The body does not like imposed patterns, it likes to have freedom in ranges of motion, especially in movement around the joints. The body likes to be able to make the decision in real-time about how to move through that range of motion rather than having a pattern that when slightly disrupted can cause an injury. This is why gymnasts typically are the strongest athletes in the world. I witnessed this 30 years ago when a gymnast came into the gym and I had worked for years to get to a 300-pound bench press. This gymnast sat down for the first time in his life and benched the 300 pounds as if he had been training for that action for years. On the other hand, I had been training for years to get to this point and this is where the question in my mind started that I’m now answering 30 years later. Gymnasts train flexibility and strength in all ranges of motion using the body’s weight and naturally moving through rotations in every joint. Looking back I should’ve gotten this clue a little bit sooner, but nevertheless, we can look to what works today and break it down into components so we can understand it and reproduce it. It was clear now that the body created patterns to help the body move through restricted ranges of motion. When there is no restriction the body just moves and doesn’t need a specific pattern to do so. The brain created synoptic optimized patterns when we were children moving and playing around and those are the most effective patterns in the human body. It’s funny to watch athletes try to mimic the movement of five-year-olds. I have yet to see an athlete be able to do everything a five-year-old can do. Again more truth! Patterns may temporarily improve function in a specific range of motion, but there is a day of reckoning coming when we want to go back to just living our lives.
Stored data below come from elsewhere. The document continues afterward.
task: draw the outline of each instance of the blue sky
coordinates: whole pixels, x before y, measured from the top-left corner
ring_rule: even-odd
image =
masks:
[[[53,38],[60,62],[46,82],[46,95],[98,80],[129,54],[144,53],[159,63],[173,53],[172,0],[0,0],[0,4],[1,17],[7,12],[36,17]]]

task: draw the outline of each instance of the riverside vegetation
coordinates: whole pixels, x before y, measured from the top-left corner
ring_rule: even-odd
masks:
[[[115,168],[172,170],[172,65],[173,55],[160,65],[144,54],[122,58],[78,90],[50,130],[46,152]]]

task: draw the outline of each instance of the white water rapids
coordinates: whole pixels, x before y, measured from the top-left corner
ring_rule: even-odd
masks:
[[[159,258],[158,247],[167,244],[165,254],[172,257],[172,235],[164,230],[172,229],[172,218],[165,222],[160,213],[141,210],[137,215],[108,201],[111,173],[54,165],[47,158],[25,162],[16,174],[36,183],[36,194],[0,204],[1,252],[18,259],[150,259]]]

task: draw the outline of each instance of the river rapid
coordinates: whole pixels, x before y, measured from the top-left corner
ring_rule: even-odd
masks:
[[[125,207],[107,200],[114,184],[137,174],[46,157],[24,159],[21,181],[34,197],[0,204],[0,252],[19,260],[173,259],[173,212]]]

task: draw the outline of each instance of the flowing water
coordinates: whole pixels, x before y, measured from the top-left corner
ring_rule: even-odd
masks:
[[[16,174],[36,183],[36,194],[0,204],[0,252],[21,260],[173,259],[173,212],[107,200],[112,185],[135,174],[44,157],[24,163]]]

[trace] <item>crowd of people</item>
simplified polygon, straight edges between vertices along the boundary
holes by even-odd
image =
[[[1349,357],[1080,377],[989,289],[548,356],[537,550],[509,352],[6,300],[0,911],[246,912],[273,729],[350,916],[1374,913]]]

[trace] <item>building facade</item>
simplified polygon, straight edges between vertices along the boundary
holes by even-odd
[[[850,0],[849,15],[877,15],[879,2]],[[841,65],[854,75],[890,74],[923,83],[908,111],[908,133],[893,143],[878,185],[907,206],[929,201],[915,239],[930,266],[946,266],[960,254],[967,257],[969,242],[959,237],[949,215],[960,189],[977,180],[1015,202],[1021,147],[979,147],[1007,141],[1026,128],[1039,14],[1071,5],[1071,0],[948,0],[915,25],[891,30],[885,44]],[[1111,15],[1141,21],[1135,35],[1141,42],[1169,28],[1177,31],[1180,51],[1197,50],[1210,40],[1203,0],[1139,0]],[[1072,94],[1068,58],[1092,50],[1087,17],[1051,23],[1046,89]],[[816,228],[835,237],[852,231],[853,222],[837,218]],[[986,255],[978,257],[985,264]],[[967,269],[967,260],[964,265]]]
I was using the new best practices and putting patterns on top of patterns and what I consider to be the most efficient method, the Rubenstein Method. For this I paid the price, and it took me an extra couple of years to get my body back to a naturally fluid and adaptive state, out of pain & moving through all ranges of motion like a kid again. I had built so many of these patterns with the Rubenstein Method. The Rubenstein Method itself was better than all of these conditioning and stabilization methods, and it did increase my movement and range of motion, but as always, there is now a better way.

Today, we have found that when we completely un-restrict the fascia in all three-dimensional ranges of motion on the joints, the brain naturally optimizes the movement in every range of motion without restriction. We are opening up the joints through precise and slow Fascial Maneuvers, letting the brain make the decision “in real-time” what’s best for the movement at hand.